Segundo entendimento do parlamentar, a Lei de Imprensa instituída em plena ditadura militar seria contrária a diversos dispositivos de nossa democrática Constituição Federal, tendo em vista que “O diploma legal impugnado é produto de um Estado Autoritário, que restringiu violentamente as liberdades civis em geral, e a liberdade de comunicação em particular”, conforme declaração do deputado. Assim, também recorreu ao judiciário (STF) e impetrou uma Ação de Descumprimento de Preceito Fundamental, requerendo que sejam suspensos todos os processos e decisões judiciais relacionados com a Lei 5.250/67 e que esta seja revogada em sua totalidade.

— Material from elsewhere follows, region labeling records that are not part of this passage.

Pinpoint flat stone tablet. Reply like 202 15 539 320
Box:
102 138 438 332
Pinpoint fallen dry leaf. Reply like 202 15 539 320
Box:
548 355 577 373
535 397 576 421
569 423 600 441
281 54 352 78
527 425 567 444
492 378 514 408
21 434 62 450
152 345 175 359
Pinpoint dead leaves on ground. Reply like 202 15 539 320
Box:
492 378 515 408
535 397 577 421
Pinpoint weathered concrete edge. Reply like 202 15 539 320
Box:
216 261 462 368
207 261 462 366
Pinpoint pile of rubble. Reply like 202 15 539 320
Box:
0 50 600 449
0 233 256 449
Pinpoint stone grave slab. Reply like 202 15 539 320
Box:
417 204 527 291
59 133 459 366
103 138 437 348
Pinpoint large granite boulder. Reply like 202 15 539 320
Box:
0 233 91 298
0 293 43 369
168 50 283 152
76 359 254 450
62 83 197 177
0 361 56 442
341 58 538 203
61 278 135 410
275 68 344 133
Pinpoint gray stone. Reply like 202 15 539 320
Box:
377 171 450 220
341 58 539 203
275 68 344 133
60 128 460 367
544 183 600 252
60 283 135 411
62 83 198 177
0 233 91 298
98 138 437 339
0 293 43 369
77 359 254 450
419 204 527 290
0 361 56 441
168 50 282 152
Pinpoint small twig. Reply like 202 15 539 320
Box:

Com a implementação do projeto, as ações de direito de resposta passariam a ser de competência do Juízo Cível ao invés de serem apreciados pelo Juízo Criminal. Já os crimes de injúria, calúnia e difamação passariam a ser regidos pelo Código penal, o que vale dizer que as penas máximas estipuladas seriam menores do que as existentes na lei específica atual, mas o prazo prescricional aumentaria, assim não haveria apenas três meses para que a pessoa apresente a queixa-crime.
Todavia, ainda há controvérsias quanto alguns pontos dos projetos, pois a princípio não faz referência ao sigilo de fontes, assegurado pela lei vigente, e aspectos como a composição societária, forma acionária, direção e orientação intelectual dos veículos de comunicação.